それでも、不幸にして短い間の伴侶に巡り合わず、鳥に食されたり、蜘蛛の巣にかかったり、そんな蝉が多いことも事実です。あの深夜に鳴いている蝉は、そんな不幸な蝉の慟哭にも聞こえて悲しくなることがあります。
被災地の仙台、亘理町に行って来ました。以前、見た風景はそこにはありませんでした。夏の8月の今頃は、目映いばかりの青緑一色の見事な田園風景でしたが、そこは冬のような赤茶色の田園が延々続いて、季節感を失ってしまいそうになります。

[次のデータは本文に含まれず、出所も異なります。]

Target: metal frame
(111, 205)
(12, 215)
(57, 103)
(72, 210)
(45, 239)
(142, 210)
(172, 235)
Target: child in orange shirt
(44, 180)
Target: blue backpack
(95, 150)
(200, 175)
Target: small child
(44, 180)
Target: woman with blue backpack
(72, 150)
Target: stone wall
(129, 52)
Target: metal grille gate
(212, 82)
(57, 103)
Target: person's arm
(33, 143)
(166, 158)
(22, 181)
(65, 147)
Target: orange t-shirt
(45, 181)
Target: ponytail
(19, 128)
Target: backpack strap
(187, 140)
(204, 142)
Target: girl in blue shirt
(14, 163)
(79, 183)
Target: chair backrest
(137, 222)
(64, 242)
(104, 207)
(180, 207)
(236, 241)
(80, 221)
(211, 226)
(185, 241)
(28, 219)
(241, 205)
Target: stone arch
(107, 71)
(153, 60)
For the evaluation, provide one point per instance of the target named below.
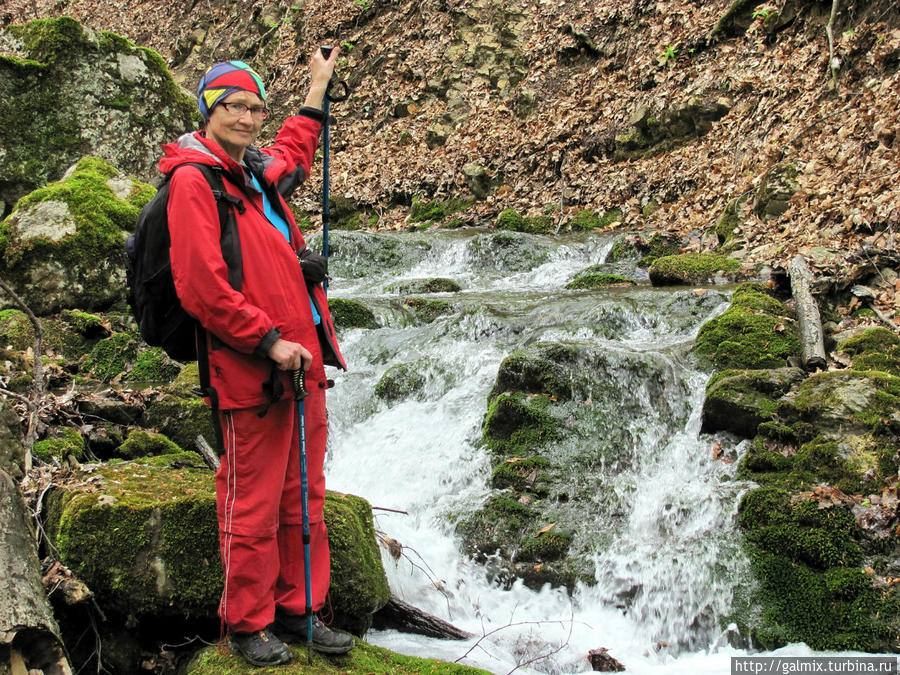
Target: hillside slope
(675, 111)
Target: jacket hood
(195, 147)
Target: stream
(659, 517)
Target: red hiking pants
(260, 512)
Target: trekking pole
(301, 393)
(326, 150)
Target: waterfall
(666, 555)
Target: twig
(550, 653)
(832, 61)
(38, 390)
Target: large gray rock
(72, 92)
(62, 247)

我が家系の菩提寺に行って来ました。墓石がひっくり返ったり、積み重なったり、地蔵が転倒していたり、その光景をまわりに見ながらの墓参りとなりました。そして、陸に上がった数々の漁船。このまま廃船になってしまうのでしょうか。あの蝉のような悲しい鳴
き声が聞こえてくるような気がしました。
瓦礫の荒野は、その瓦礫が海沿いの海岸に集められ、うず高く積み上げられて、炭鉱の山のようにも見えました。その瓦礫の山が延々と続き、その瓦礫の隙間から聞こえる海風がヒューヒューと私の心に刺さってきます。
「ああ、近くに来ると匂った海岸近くの松原もないんだ・・。この辺には同級生の家があったけど・・。彼はどうしているだろう。無事ならいいが・・」と、傍にいた叔父に尋ねても、叔父は首を振るだけでした。
育成場で有名な山元トレーニングセンターがある亘理町の隣り山元町は、海岸からなだらかな平坦が続き、津波は一瞬にして1000人以上の人命を奪っていったそうです。
コンクリートの土台が残ったところで、中高生とおぼしき少女が、一人で何かを探し、あるいはカメラのシャッターをしきりに切っていました。
所々に残った家もあるのですが、窓が壊れ、ガラスもなく、誰も住んでいない様子。電気や水などのライフラインが回復していないので住めないという話でした。
叔父曰く「残っている家は、比較的新しく、しっかりした造り」だそうです。その残された壊れた家の壁に、一匹のアブラ蝉が悲しい声で鳴いていました。土からはい出てきた蝉は、止まる木立さえなく、同胞ともあえず悲哀の声のようにも聞こえました。
ただただ夏の太陽のギラギラした暑さは、以前とまったく同じような真夏の暑さだったように感じました。
滴り落ちる汗を拭いながら、まだ海中で瓦礫の下に眠っている行方不明者の霊に手を合わせ、被災地を後にしたのでした。